À court de bonnes lectures? Notre journaliste vous présente ses nouveaux coups de coeur littéraires. Suspens garanti! Par Paloma de Boismorel.

 

NOS CORPS ALCHIMIQUES

Le torturé Aniss et la douce Sarah se retrouvent sur un quai de gare en Italie. Ils ont été invités par Camille pour des retrouvailles qui s’annoncent explosives. Tous les trois se sont connus, aimés et déchirés. Pourquoi continuer à souffrir chacun de son côté ? Camille leur propose de fusionner afin de retrouver leurs corps alchimiques et de révolutionner le monde vivant. Scénarisé et dessiné par le surdoué Thomas Gilbert, ancien élève de Saint-Luc à Bruxelles, ce roman graphique nous propose une expérience initiatique à la limite de la folie. Hypnotisé par la puissance et la violence des images, on décolle après quelques pages avec le sentiment d’avoir ingéré par mégarde des champignons hallucinogènes.
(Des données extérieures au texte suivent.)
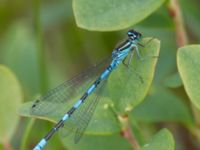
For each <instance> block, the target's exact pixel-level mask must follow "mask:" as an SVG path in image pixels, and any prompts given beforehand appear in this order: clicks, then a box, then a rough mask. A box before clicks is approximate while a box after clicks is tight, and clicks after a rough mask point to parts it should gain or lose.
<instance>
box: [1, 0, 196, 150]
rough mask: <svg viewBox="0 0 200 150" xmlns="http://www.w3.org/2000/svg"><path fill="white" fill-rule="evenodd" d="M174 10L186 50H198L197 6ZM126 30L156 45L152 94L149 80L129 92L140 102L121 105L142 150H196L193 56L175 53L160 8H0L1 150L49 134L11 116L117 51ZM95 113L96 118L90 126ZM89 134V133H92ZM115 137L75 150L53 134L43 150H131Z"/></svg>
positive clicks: (156, 3) (165, 16)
  • NOS CORPS ALCHIMIQUES, THOMAS GILBERT, 240 P., ÉD. DARGAUD.

CE N’ÉTAIT QUE LA PESTE

En 1939, l’URSS a fait face à une épidémie de peste. Échappé d’un laboratoire de recherche à la suite d’une erreur de manipulation, le virus a été éradiqué en quelques jours grâce à l’efficacité zélée et systématique de la police stalinienne. Reprenant cet épisode resté longtemps secret, la romancière russe Ludmila Oulitskaïa en a fait un texte court et ironique. À travers cette anecdote historique, l’opposante au Kremlin traduite et lue dans le monde entier souligne avec malice la prédominance de la terreur politique sur la menace de la maladie et la mort elle-même. Une fable politique qui résonne avec force dans ce contexte
de pandémie et de crise démocratique.

  • CE N’ÉTAIT QUE LA PESTE, LUDMILA OULITSKAÏA, 144 P., ÉD. GALLIMARD.

Debout dans l’eau

C’est l’été, mais dans la maison plane la mort prochaine du grand-père, allongé à l’étage. Rien ne peut empêcher la narratrice, 11 ans, d’enfiler son maillot de bain rouge, de se baigner dans l’étang au milieu des carpes, de ramasser des groseilles à maquereau ou d’aider sa grand-mère à faire des confitures. Pas la peine d’inviter des cousins « stupides » pour jouer, la fillette a suffisamment de rêves et d’activités pour s’occuper dans ce grand jardin où sa mère semble l’avoir oubliée depuis quelques années déjà. Ce premier roman d’une auteure belge nous envoûte par sa sensualité qui nous renvoie avec force à l’éternité de nos étés d’enfant.